The 1950s Porsche 356 Speedster is iconic. From James Dean to Top Gun to Doc Hollywood to Justin Bieber’s Mistletoe, the beautiful German bathtub has stood for decades as shorthand for cool. Originally Porsche’s cheapest, simplest model intended for racing, today its pure form just screams cool.
Porsche only made a few thousand examples. Now, the few that remain trade hands for hundreds of thousands of dollars. Sadly, most of them aren’t driven and appreciated – they’re locked up in pristine storage while they financially appreciate. (Matt Hummel is one of the rare exceptions who drives the heck out of his 356s.)
Fortunately, there’s a thriving market for replicas that cost much less. Boutique car companies like Vintage Motorcars take a VW Beetle, shorten it, and mount a Speedster-style body and interior. Clean, simple, and a lot of the Speedster experience without the insane expense or hassle.
I’d been watching the Speedster replica market for a while, waiting for the right opportunity. Right now is a pretty terrible time to buy most kinds of cars, but the Speedster replica market has remained relatively stable for a few years. There’s a steady stream of new ones being built, and the new ones have some neater technology like heated seats and fuel-injected Subaru engines.
I didn’t want to commission a new one – there’s a multi-year waiting list for those, and really, I didn’t want something super-custom. I just wanted one with good color choices that had been well taken care of. Besides, it’s not like age is all that easy of a number to pin down on these – they’re put together from all kinds of parts.
When this ivory one came up in May, I was mesmerized immediately.
I have named her Sabine, a common 1950s German name.
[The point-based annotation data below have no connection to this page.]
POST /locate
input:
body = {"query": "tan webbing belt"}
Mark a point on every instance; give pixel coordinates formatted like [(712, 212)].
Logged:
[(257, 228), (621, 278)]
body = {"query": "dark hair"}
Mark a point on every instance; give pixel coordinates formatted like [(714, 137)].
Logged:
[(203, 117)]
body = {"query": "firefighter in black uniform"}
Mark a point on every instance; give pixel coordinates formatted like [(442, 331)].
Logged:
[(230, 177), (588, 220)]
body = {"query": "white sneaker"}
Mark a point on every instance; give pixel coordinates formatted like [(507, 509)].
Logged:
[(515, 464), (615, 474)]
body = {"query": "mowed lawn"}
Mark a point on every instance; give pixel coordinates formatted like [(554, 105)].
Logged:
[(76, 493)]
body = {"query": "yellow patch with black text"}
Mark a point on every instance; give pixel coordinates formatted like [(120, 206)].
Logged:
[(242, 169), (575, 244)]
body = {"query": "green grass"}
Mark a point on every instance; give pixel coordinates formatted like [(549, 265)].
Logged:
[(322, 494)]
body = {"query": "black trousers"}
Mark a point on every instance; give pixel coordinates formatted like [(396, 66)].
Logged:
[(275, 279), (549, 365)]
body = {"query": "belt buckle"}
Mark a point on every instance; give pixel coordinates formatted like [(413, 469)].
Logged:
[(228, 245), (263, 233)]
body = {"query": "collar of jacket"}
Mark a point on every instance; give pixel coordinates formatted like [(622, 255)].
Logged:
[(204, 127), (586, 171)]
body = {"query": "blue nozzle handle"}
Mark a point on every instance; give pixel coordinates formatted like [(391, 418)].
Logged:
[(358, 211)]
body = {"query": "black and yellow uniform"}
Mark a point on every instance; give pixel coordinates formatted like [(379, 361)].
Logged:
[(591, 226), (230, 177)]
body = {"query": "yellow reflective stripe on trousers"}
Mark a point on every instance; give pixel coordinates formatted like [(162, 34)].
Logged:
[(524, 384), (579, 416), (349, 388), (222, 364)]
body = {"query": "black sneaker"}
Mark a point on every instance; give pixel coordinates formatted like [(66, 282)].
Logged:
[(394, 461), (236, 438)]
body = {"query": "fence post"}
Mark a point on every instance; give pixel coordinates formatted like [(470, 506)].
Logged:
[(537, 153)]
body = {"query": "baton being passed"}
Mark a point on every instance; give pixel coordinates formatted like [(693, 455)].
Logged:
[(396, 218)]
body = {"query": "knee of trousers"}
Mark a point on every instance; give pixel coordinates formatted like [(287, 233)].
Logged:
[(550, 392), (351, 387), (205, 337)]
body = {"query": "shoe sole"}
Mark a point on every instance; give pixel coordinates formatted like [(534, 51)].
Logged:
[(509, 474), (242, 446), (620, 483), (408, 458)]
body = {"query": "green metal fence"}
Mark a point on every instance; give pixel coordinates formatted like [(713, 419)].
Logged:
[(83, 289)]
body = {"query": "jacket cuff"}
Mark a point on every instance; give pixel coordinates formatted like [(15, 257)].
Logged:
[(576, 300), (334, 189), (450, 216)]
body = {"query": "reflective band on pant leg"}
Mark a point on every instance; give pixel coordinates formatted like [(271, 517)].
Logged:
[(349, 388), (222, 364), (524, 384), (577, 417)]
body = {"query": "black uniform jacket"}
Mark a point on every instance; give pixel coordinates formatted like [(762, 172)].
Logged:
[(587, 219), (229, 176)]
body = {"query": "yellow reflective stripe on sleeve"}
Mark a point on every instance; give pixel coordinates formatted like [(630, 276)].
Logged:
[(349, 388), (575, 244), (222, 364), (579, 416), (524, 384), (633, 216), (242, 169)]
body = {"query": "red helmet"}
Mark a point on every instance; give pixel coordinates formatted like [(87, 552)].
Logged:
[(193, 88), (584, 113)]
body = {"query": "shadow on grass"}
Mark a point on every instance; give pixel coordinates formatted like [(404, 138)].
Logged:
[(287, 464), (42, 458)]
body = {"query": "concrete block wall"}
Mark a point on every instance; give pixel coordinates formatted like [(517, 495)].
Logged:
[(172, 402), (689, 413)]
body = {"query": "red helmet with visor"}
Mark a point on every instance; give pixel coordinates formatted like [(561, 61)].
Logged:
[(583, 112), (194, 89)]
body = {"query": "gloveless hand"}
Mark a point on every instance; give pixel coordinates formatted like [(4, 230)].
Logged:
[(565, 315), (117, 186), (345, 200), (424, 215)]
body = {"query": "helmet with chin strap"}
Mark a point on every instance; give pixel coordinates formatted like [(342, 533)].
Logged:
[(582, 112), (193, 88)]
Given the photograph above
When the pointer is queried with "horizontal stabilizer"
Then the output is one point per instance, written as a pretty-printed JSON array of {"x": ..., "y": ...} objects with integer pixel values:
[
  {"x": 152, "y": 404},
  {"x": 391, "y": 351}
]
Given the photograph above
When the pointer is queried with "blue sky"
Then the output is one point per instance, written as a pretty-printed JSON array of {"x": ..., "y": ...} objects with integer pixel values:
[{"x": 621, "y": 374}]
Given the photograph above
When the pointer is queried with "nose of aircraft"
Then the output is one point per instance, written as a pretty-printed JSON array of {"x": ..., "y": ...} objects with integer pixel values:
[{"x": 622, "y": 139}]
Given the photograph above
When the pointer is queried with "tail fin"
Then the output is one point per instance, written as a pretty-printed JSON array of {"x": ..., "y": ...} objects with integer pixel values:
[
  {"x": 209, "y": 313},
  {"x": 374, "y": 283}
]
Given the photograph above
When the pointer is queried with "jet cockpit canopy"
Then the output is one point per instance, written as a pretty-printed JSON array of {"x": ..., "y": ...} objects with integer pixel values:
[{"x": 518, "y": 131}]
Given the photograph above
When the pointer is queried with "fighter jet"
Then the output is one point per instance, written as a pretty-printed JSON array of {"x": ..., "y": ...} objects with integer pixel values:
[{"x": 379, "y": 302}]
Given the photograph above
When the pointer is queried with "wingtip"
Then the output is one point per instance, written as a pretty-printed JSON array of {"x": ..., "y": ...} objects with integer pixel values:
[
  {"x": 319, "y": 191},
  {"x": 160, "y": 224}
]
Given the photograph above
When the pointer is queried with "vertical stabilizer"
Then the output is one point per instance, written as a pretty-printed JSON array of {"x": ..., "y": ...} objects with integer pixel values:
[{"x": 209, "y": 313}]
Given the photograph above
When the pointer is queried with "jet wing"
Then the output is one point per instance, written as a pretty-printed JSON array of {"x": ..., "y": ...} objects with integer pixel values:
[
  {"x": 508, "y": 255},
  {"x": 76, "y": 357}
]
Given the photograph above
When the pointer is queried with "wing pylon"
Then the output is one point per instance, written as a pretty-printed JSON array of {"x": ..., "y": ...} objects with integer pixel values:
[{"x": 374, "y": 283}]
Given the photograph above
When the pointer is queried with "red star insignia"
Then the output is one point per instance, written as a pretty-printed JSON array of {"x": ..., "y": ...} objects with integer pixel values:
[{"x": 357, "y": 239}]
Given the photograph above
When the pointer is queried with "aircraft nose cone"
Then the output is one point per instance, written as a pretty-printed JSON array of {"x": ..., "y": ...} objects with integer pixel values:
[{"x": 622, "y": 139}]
She was built in 2010 by Vintage in Hollywood Gardens, a very well-reputed Speedster builder. The former owner wrote to me about how he styled it:
I understand they were sports cars for their day but the colors of this one just seemed too elegant to me and all I could picture was some female movie star from the 50s speeding on Mulholland Drive at night in a big hat with a scarf holding it on tied under her chin, and sunglasses at night. To me her car had white wall tires in the day, and no wood grain. Nothing extra either because she’s extra. Sounds funny but that’s my first thought when I saw it.
(That’s me: a female movie star from the 50s. Okay, maybe not – but I *did* want to drive her car.)
I think he completely nailed the visuals, and he certainly nailed the mechanicals. He was a well-credentialed mechanic, and he added all kinds of goodies to the engine to make it more powerful. Well, I say “more powerful,” but keep in mind that these things usually only have around a hundred horsepower. For perspective, my Jag has 500, although it also weighs a ton more.
This car was an irresponsible splurge. I live in the desert, under intense hot sun. This car does not have air conditioning at all, which means it’s only useful in fair weather, and even then I’ll need a thick layer of sunscreen. Even worse, the Speedster has a legendarily low cut-down windshield, and I just flat out don’t fit in it with the top up. So this thing will sit in the garage, top down, just waiting for the right moment to come out and play.
However, I’m a short road trip away from LA, which is where I picked the car up this past weekend, and had a great time:
If you’re keeping track,
This means I’m up to 4 cars right now, all 2 doors with 2 seats – some have rear package space, but not really usable seats. I kinda think of them as seasonal:
- Vegas winter: Speedster replica (no AC)
- Vegas spring & fall: Ferrari 328 (AC works, but isn’t strong, can be driven with the top up in a pinch)
- Vegas summer: Porsche 944 (great AC, comfortable, but not a convertible)
- Road trips: Jaguar XKR-S (modern, some luggage space, and I don’t mind putting a lot of miles on it)
The Ferrari and the Speedster are beautiful, but they really only make sense when their tops are down. With the roof closed, my 6’3″ frame (1.9m) only technically fits, but it’s a bad driving experience, and they’re loud (not in a good way) with bad stereos.
The 944 and XKR-S both just simply work: they’re easy to drive, drama-free, and handsome. Note that I didn’t say stunning or gorgeous – they’re just not at the level of the Ferrari or the Speedster.
I’ve only got a 3-car garage, but I’ve got an idea on how to make this work. (No, it’s not a lift, either.)